Ally, il laser per la chirurgia della cataratta.
Il sistema Ally consente di realizzare con elevata precisione le incisioni corneali necessarie per l’intervento di cataratta e può correggere contestualmente anche l’astigmatismo. Grazie all’elevata accuratezza nel centraggio delle aperture, la tecnologia contribuisce a migliorare i risultati visivi post-operatori, un aspetto particolarmente importante quando vengono impiantate lenti intraoculari di ultima generazione, progettate per garantire una buona qualità della vista sia da lontano sia da vicino
L’intelligenza artificiale a supporto del medico per una maggiore precisione diagnostica e chirurgica, a vantaggio della sicurezza del paziente, è stata protagonista della Festa patronale dell’IRCCS ospedale di Negrar in occasione della ricorrenza liturgica del Sacro Cuore di venerdì 12 giugno. Il taglio del nastro ha riguardato innanzitutto Van Gogh, un sistema avanzato di diagnostica cellulare applicato alla biopsia del tumore del polmone, il secondo installato in Italia. E Ally, il primo il femtolaser robotico impiegato nel nostro Paese per la chirurgia della cataratta. Entrambi integrati con software di intelligenza artificiale.
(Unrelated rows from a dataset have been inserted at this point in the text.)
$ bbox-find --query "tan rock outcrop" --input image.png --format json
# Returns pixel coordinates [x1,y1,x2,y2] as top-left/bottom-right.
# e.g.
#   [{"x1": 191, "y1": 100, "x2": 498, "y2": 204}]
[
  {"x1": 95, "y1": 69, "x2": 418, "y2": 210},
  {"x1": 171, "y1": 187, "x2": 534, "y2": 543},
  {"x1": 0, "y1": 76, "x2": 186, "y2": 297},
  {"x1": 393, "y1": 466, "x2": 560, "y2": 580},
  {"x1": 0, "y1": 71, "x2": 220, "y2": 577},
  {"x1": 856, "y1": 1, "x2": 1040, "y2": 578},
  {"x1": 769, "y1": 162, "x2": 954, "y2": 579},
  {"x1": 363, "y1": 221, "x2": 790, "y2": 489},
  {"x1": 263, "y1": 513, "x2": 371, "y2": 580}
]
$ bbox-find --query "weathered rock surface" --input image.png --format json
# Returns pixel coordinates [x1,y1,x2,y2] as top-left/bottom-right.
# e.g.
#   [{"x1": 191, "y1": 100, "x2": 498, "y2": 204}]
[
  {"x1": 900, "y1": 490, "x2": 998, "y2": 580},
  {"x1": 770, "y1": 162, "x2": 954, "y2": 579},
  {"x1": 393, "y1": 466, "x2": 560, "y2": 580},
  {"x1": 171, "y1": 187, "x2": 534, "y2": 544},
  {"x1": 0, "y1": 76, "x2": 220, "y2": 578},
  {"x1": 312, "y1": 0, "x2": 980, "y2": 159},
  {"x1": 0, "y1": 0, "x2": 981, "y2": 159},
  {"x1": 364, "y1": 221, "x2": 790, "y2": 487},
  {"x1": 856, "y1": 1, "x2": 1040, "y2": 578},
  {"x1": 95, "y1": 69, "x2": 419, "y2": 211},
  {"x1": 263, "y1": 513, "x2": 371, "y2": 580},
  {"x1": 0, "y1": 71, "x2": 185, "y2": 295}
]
All’evento erano presenti oltre ai vertici dell’ospedale, il prefetto di Verona, Demetrio Martino, la consigliera delegata regionale Elisa De Berti, la questora, Rosaria Amato, il comandante provinciale dei carabinieri, Claudio Papagno, quello della Guardia di finanza, Italo Savarese, il direttore generale e la direttrice sanitaria dell’Ulss 9 Scaligera, rispettivamente Pietro Girardi e Viviana Coffele, e il sindaco di Negrar, Fausto Rossignoli.